Debugging cache in production

// Temporary — log cache status in fetch
const res = await fetch(url, { next: { tags: ["products"] } });
console.log("cache:", res.headers.get("x-nextjs-cache")); // HIT, MISS, STALE

Common fixes:

Test production caching with next build && next start, never next dev.

Pair with Next.js metadata SEO API when cache invalidation must update OG tags simultaneously.

Common production mistakes

Teams get caching revalidation wrong in predictable ways:

Production implementations of caching revalidation fail when staging mirrors production topology poorly, rollback is untested, and on-call runbooks describe the happy path only.

Resources

Frequently asked questions

Why does my Next.js page show stale data after a database update?

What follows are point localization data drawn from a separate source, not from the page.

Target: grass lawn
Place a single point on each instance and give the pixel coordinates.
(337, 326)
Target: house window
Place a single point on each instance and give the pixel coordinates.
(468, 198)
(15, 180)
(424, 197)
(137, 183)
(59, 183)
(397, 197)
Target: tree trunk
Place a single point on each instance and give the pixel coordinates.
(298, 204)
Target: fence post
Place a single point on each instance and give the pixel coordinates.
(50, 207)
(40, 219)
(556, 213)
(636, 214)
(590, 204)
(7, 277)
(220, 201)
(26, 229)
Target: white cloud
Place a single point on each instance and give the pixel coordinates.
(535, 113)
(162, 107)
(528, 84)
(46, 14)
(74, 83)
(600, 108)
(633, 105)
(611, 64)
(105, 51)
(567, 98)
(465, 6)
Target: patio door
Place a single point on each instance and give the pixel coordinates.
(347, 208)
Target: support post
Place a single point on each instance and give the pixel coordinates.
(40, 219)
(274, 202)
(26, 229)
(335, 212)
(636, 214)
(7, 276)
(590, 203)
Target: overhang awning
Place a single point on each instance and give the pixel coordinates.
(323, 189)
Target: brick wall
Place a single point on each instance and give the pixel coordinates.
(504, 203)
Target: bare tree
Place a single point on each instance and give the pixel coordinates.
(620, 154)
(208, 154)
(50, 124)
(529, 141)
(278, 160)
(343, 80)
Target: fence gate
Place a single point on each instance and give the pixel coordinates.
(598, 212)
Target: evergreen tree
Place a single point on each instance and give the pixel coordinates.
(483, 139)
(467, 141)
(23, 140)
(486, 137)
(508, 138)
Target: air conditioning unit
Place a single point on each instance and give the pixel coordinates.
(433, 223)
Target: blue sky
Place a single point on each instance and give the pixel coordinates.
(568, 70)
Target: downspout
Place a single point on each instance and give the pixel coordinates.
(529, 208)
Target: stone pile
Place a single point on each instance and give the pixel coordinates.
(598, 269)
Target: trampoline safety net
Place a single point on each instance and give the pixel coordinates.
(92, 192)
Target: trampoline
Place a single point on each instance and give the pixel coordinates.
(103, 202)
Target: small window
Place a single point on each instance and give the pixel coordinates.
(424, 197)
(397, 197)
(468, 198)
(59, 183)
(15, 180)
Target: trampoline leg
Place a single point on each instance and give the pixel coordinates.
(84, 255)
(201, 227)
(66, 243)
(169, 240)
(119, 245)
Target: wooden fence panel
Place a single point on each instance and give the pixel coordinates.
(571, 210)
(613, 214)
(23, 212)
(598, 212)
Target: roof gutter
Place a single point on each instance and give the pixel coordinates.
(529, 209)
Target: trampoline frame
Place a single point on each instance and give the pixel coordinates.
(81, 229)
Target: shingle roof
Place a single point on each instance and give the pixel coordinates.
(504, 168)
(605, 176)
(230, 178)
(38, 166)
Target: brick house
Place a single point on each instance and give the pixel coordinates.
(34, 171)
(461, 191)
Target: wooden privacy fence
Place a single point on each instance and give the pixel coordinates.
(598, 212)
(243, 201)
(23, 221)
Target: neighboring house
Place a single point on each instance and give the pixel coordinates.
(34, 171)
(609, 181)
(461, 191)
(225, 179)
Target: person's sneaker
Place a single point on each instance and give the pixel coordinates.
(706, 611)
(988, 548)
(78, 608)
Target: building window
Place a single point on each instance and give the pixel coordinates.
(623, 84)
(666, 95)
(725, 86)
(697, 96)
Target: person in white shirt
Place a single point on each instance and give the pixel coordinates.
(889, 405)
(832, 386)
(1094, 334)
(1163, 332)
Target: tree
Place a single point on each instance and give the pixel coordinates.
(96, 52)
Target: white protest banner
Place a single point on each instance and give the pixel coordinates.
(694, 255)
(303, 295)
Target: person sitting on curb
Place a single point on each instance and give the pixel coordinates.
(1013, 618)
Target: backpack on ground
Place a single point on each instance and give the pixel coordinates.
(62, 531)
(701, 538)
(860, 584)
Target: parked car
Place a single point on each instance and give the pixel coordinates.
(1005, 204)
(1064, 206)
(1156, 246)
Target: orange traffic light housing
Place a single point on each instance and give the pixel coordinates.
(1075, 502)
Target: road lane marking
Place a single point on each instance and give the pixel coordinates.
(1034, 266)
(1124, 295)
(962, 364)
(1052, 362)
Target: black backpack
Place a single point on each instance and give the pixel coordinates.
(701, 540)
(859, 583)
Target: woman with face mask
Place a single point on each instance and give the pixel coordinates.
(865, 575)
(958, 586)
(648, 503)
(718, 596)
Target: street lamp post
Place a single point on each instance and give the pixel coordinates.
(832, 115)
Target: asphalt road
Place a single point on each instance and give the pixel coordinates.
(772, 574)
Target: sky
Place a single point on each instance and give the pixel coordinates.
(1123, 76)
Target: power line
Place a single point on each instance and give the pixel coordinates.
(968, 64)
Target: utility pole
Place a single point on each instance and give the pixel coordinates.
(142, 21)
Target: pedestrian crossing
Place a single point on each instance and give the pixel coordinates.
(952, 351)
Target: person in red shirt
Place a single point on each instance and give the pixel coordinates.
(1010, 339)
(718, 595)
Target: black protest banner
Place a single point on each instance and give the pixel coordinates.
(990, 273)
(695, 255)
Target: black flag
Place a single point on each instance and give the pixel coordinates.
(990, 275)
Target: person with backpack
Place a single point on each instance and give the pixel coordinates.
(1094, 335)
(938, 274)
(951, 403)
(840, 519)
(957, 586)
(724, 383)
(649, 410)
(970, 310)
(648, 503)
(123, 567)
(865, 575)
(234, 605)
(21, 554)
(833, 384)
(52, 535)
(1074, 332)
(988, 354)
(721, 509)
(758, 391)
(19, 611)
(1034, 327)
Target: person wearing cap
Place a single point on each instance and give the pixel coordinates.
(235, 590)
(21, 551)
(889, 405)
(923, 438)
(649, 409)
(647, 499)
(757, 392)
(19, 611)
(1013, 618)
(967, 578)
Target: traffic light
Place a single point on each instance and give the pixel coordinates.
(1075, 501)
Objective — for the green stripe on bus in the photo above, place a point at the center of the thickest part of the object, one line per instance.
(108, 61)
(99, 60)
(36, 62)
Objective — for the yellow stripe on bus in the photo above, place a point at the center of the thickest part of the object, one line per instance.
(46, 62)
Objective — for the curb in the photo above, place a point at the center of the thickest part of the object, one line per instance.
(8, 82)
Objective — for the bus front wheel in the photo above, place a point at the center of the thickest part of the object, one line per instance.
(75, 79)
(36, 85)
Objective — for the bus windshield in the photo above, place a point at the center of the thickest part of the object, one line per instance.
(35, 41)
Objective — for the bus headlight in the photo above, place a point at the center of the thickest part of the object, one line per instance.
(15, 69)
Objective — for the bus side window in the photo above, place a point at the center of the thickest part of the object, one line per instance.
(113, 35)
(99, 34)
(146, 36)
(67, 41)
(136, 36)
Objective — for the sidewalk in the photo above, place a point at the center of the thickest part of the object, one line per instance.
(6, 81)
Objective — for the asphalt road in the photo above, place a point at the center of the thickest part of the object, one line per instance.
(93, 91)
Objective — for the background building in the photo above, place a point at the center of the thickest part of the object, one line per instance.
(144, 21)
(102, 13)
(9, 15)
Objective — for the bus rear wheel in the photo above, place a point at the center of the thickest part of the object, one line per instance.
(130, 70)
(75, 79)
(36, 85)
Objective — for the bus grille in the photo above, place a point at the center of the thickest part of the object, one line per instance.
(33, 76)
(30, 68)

The App Router caches at multiple layers: fetch responses, full route HTML, and client router cache. A database update alone does not invalidate any of them. Call revalidatePath or revalidateTag after mutations, or set cache: 'no-store' on fetches that must always be fresh.

What is the difference between revalidatePath and revalidateTag?

revalidatePath invalidates cached pages tied to a URL path. revalidateTag invalidates fetch requests tagged with next: { tags: ['posts'] }. Use tags when one data source feeds multiple pages.

How do I disable caching for a specific page?

Export const dynamic = 'force-dynamic' in the page or layout, or use cache: 'no-store' on all fetch calls in that route segment. Use sparingly—disabling cache removes static generation benefits.